Whale moved by horrors suffered by Indigenous Canadians – 03/28/2022

Vatican City, March 28, 2022 (AFP) – Pope Francis met at the Vatican on Monday (28) with representatives of Canadian indigenous peoples to hear of the horrors perpetrated decades ago in Catholic Church boarding schools as a policy imposed. assimilation of the natives.

“The Pope listened to us. He listened to three of the many stories we had to share” and “nodded his head as our survivors recounted their experiences,” Cassidy Caron, president of the Mixed National Council, told reporters at the end of the meeting. meeting.

“I feel a little sorry for his reaction… The only words he spoke in English were ‘truth, justice and reparation’. I took that as a personal commitment,” added Caron outside St. Pedro.

“We hope by Friday, during his audience with everyone, the pope will recognize what we have shared with him” and that “this will lead to a public apology when he visits Canada,” he said, referring to a possible trip to Canada. country, the date of which can be announced at that time.

Francis should join the apologies made by representatives of other Christian churches involved in this tragedy as a gesture aimed at healing wounds.

It was the first in a series of meetings at the Vatican with 32 representatives of indigenous Canadians, who traveled to Rome and the Vatican accompanied by the country’s bishops, to hold individual meetings with the pope throughout the week.
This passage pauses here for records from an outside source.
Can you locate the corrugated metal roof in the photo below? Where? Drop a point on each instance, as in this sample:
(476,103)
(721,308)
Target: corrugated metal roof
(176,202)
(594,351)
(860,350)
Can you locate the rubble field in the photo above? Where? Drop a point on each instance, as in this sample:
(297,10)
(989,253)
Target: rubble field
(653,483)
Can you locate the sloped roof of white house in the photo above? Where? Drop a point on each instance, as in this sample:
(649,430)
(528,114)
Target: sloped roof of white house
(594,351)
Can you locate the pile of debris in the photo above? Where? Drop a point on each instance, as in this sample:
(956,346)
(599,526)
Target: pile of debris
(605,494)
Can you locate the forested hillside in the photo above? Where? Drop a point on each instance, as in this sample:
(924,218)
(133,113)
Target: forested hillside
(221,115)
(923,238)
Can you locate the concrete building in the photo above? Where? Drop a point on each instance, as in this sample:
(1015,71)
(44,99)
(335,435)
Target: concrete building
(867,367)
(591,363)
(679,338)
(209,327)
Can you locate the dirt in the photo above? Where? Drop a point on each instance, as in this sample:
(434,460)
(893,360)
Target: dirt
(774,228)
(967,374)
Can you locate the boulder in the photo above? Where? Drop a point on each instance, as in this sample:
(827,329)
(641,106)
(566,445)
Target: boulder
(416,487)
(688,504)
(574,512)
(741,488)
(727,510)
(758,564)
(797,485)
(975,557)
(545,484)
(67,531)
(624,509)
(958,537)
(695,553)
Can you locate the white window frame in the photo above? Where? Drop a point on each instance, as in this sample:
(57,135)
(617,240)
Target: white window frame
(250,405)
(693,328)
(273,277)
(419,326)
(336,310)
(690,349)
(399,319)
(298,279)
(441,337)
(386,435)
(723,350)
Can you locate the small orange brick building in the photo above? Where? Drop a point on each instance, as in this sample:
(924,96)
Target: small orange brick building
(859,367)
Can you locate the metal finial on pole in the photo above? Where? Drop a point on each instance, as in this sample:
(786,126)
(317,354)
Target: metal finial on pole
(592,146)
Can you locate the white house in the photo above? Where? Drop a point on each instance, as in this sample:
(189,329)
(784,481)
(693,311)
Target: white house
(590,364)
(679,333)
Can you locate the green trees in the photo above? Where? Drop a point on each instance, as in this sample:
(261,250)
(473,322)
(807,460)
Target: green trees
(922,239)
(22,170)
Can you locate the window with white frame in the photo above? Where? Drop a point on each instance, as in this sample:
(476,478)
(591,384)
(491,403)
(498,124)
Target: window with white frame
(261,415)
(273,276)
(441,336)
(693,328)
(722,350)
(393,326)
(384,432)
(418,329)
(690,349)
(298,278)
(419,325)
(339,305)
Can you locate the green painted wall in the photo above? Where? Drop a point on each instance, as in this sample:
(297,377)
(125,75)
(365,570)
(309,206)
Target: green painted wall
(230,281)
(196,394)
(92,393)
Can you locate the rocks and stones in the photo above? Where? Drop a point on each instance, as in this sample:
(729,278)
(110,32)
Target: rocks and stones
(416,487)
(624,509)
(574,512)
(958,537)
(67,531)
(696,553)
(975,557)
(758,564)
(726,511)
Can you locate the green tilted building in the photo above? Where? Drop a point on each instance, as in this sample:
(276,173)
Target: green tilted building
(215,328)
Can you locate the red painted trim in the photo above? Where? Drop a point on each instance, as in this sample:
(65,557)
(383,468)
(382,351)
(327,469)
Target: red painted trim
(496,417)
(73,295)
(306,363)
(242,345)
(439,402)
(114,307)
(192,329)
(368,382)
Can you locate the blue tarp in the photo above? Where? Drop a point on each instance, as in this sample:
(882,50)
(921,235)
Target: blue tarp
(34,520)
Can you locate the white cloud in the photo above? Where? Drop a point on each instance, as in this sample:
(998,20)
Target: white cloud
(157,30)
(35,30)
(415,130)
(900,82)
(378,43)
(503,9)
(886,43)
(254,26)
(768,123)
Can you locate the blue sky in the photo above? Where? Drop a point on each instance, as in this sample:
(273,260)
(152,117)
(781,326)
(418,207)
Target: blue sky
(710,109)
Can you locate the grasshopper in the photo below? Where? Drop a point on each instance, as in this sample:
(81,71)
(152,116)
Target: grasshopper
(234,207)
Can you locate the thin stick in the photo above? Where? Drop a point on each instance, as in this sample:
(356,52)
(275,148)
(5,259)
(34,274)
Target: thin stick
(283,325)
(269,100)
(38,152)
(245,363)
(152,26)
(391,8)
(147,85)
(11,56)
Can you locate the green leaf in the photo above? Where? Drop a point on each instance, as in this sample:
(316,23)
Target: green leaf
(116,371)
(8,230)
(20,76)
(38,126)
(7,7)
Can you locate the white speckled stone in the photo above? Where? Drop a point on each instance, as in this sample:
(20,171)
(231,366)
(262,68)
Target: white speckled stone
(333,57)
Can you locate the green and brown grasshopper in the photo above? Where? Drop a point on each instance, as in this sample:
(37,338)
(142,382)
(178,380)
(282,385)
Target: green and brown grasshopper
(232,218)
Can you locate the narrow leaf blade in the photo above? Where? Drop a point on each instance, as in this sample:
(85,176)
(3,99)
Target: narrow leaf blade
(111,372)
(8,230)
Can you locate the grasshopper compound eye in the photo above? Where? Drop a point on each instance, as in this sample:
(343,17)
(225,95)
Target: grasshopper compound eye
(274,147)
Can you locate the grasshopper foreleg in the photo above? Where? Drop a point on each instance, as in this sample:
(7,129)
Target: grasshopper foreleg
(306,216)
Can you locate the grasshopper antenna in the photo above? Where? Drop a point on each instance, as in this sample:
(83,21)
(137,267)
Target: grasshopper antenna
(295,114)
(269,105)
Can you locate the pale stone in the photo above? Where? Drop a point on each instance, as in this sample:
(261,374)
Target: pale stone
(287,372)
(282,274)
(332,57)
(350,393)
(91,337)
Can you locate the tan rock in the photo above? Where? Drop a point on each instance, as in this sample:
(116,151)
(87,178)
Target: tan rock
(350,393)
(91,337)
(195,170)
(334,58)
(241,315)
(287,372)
The Canadian Catholic Church issued a formal apology to Indigenous Peoples in September 2021 following the discovery of more than 1,000 graves near a former boarding school where children were isolated from their families, language and culture as an assimilation policy. first country.

The discovery in February of 54 more unmarked graves at two former Catholic housing colleges for natives, in addition to other graves, once again shocked the country, shedding light on a dark page in history.

Between the late 19th century and the 1980s, about 150,000 Indigenous, mixed-race, and Eskimo children were forcibly recruited from Canada’s 139 boarding schools.

Thousands of them died, mostly from malnutrition, disease or neglect, in what the Truth and Reconciliation Committee called “cultural genocide”, according to a 2015 report. Others were physically or sexually abused.